The city of La Porte should get an award for clear thinking and unequivocal writing.
Governments are notoriously bad about getting to the point. But here’s a line from La Porte’s resolution opposing the Centennial Gate, a rival concept to the proposed Ike Dike:
“The City of La Porte does not accept the notion that areas of lower elevation seaward of Centennial Gate within any community fronting Galveston Bay should be considered collateral damage from the impacts of a storm surge.”
The Ike Dike was proposed by Bill Merrell, a professor at Texas A&M University at Galveston, to protect the whole bay from the kind of storm surge seen in 2008. A rival concept, the Centennial Gate, was proposed by Severe Storm Prediction, Education and Evacuation from Disasters Center at Rice University to protect the upper Houston Ship Channel with floodgates near the Fred Hartman Bridge.
And that’s precisely what’s wrong with putting any flood protection system so far north.
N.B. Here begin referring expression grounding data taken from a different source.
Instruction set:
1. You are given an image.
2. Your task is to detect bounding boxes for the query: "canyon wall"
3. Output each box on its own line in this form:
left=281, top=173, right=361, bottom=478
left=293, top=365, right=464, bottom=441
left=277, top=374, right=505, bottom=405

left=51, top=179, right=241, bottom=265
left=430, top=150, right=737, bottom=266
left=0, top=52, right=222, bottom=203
The communities to the south would be collateral damage.
Such a system would not protect them. And it would make things worse as the surge of water, stopped by the floodgates, backed up. La Porte’s resolution estimated that the Centennial Gate would raise the floodwaters an additional six inches.
La Porte’s City Council let it be known it wasn’t going to acquiesce quietly.
Communities across Galveston County — especially those that need protection — should note the example.